Continuation of front page (56) Reference JP-A-60-15685 (JP, A) JP-A-54-44442 (JP, A) JP-A-54-13210 (JP, A) JP-A-54-15619 (JP , A)

Claims (2)

[Claims] 1. A first memory area connected to a processor for storing pixel data, and attribute data, connected to the processor, each of which is associated with the pixel data and modifies a corresponding pixel, and a scan of a display device. A link indicating multiple blocks of attribute information including synchronous data for control, indicating the next block added to each block.

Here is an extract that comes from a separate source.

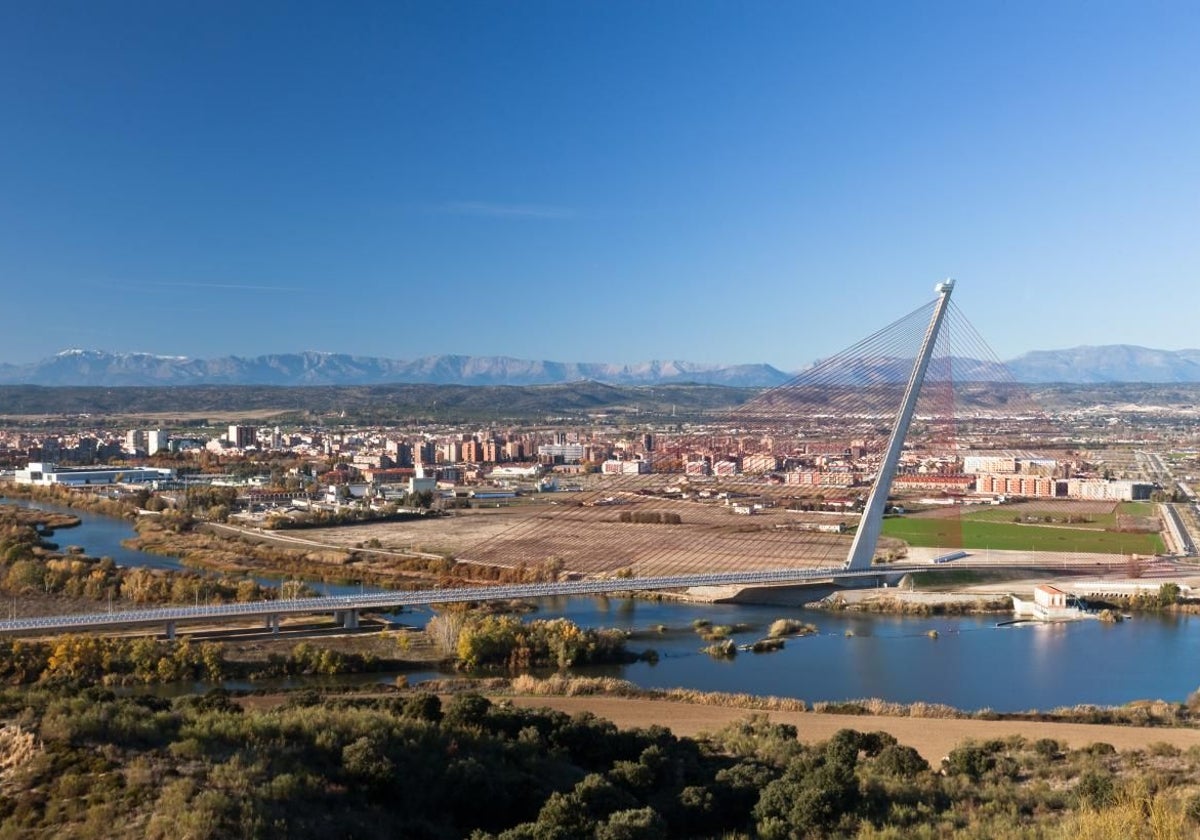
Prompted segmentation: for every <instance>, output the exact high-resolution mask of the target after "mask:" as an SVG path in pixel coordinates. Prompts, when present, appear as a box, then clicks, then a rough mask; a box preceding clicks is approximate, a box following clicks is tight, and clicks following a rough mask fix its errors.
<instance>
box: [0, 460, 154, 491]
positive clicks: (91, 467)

Memory means having a second memory area for storing non-sequentially with addresses, each block of the plurality of attribute information is one or more attribute words, and a block specifying the number of the attribute words included in the block. A size, a scan line count indicating the number of scan lines modified by the attribute word and the link address, each of the attribute words being run length information indicating the attribute data and the number of pixels modified thereby. And a set of run length information indicating the length of the synchronization data and blanking, the attribute information is retrieved from the memory area under the control of the processor, and the link information included in the attribute information
A last-in first-out buffer means connected to said memory area and decoding circuit means for temporarily storing a continuous attribute information data stream corresponding to pixel data to be modified based on address information; said processor and said buffer Means for controlling extraction of the attribute information from the memory area and storage in the buffer means, and the R / W pointer means arranged between the means and R / W control circuit means for controlling the storage position of the attribute information in the buffer means, and scanning line counter means for storing the scanning line count included in the attribute information when the attribute information is stored in the buffer means Then, the attribute data and the synchronization data are sequentially taken out from the buffer means and decoded, and the decoded information is output as a video. Decoding circuit means for outputting to the circuit means, and decrementing the stored pointer value every time the attribute information is taken out from the buffer means, so that the decoding position of the subsequent attribute information in the buffer means is stored in the decoding circuit means. R / W pointer means for indicating, and video output circuit means for reading the pixel data from the memory means and combining the pixel data with the decoded attribute information to form a stream of video data representing a pixel. , The run length part included in the attribute information fetched from the buffer means is loaded and decremented each time the attribute data of the attribute information is decoded, and when it becomes zero, the decoding of the next attribute data in the attribute information starts A run length counter means for indicating that the scan line counter is responsive to completion of the horizontal sync cycle. Is decremented by the R / W control circuit means,
Subsequent attribute data is fetched from the buffer means until the count reaches zero, and when the count becomes zero, the next attribute information block indicated by the link address is stored in the buffer means. Image display device. 2. The image display device according to claim 1, wherein the last-in first-out buffer means has a pair structure, and one buffer performs writing while the other buffer performs writing.